Lee suggest using the “talk test”. “You should be able to talk comfortably while running; slow it down if you’re running out of breath and don’t hesitate to alternate running and walking or take a breather. It’s not a sign of weakness, just common sense,” he says.

Nobody teaches us how to tear around the playground when we are little, but that does not mean we are all able to run “properly” as adults.

The team at Fitness First advises not to run “heels first”: avoid striking the pavement with your heels, as this can contribute to back and knee pain. Landing on your forefoot instead will allow your muscles to catch your weight and reduce impact on joints.

Watch your stance, too. “Leaping forward and striding too far is inefficient and will drain energy fast,” says Lee.

“Make sure you stand tall and lean slightly forward, so when you feel like you’re going to fall, step forward just enough to catch yourself. This should be the length of your stride. Less motion also means less wear and tear on the joints.”

If you are hoping to make running an ongoing fitness regime, or if you have set yourself a goal to conquer like a charity run or marathon, follow a training plan.

“Find an online programme to build up to something like a 10K, as this provides sensible boundaries to use as guides,” says Lee.

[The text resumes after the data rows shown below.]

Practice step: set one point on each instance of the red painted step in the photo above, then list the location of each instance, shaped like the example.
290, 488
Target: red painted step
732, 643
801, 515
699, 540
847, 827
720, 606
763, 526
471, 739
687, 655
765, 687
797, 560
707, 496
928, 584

There are lots of books and websites with training plans. Alternatively, Lee adds, you can always speak to one of the personal trainers at the gym, who will help devise a tailored plan – and don’t ignore the rest days!

“Rest days are very important!” says Lee. “Any programme should include rest days.”

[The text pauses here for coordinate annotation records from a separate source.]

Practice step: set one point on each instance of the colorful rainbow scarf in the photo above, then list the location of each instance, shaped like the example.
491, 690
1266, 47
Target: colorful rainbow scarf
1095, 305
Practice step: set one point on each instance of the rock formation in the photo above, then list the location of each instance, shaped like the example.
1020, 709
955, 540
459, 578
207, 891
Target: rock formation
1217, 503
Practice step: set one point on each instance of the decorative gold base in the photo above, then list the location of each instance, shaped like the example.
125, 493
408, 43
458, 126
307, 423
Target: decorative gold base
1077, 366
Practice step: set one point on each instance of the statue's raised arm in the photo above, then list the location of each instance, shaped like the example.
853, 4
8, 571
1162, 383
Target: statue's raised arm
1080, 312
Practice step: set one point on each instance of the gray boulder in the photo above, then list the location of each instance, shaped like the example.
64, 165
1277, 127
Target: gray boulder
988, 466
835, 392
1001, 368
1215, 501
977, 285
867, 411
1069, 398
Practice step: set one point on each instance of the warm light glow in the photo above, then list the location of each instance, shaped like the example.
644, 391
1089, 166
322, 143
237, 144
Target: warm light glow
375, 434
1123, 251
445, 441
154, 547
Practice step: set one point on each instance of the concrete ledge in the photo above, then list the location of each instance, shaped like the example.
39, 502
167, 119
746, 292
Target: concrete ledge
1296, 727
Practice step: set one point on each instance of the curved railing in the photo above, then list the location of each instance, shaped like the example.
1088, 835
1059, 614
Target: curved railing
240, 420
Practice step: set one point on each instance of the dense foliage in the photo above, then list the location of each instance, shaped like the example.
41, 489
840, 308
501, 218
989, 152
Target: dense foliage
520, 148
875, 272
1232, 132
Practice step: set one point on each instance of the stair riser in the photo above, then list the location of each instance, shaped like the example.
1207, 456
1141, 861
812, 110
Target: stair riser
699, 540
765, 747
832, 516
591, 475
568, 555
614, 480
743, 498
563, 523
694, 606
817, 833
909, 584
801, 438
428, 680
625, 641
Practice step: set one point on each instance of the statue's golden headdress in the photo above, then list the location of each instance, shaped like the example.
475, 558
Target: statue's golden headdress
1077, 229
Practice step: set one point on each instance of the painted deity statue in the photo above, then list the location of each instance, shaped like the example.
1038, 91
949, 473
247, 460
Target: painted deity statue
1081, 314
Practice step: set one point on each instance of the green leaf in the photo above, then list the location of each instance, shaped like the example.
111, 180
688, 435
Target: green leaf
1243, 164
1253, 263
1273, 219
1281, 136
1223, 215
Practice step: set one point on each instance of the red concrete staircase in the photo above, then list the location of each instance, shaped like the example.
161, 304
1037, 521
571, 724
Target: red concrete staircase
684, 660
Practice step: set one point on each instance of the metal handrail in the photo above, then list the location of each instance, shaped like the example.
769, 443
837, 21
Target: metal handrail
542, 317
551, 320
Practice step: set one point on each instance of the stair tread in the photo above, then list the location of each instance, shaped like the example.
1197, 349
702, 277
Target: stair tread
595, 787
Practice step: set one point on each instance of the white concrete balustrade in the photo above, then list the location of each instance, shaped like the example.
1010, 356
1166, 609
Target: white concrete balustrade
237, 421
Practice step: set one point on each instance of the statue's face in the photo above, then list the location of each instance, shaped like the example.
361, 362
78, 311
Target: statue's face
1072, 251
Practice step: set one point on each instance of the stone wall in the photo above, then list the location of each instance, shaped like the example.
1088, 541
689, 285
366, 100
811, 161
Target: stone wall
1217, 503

Runner’s knee, shin splints, hamstring strains... there is a lengthy list of “common” running injuries. Hopefully, training sensibly will avoid them, but everybody’s body is different and problems can arise – dealing with them as soon as possible is crucial.

“The worst injuries I see from over-training are stress fractures,” says Simon, who notes that a key part of avoiding injuries is listening to your body. “If you’re tired, take a break – you’re most likely to injure yourself when you’re tired.

“Be aware of any ongoing discomfort that lasts more than a couple of days or any sharp pain, pins and needles or numbness. It’s normal to feel aches and stiffness, but this should only last

72 hours.

“As a general rule, you shouldn’t have any swelling or sharp pain at any stage and should stop whatever you’re doing straight away. If the injury’s worsening or you have trouble putting weight on the affected joint, see a physiotherapist. Don’t leave an injury to worsen at risk of ‘wasting time’; you’re never burdening the professional.”

Diet is also a key consideration.

“You’re about to burn more energy than you’re used to. Getting your eating habits right will help massively,” says Mark Mansfield, Tutor at Premier Training International.

“Balance your diet to include good quality protein to help repair and rebuild your working muscles, seasonal fruits and vegetables to boost your immune system and help deal with the stresses your body goes through, and good fats like olive oil and coconut oil.

“At lower intensity, we’ll utilise these as a fuel.”

Endurance athletes often talk about carb loading, but for moderate runs, it is unlikely you will deplete your glycogen stores, Mark adds. “Starchy carbs may leave us with energy peaks and resulting troughs,” he says.

Go easy on the caffeine too and try to avoid falling into the trap of relying on it for a kick, as it can wreak havoc with hormone systems and sleep.

Last but by no means least, ensure you keep well hydrated.

“You’ll lose a lot of water when you run; your water intake has to increase in line with this. Whatever your current intake, drink at least one or two litres more,” says Mark.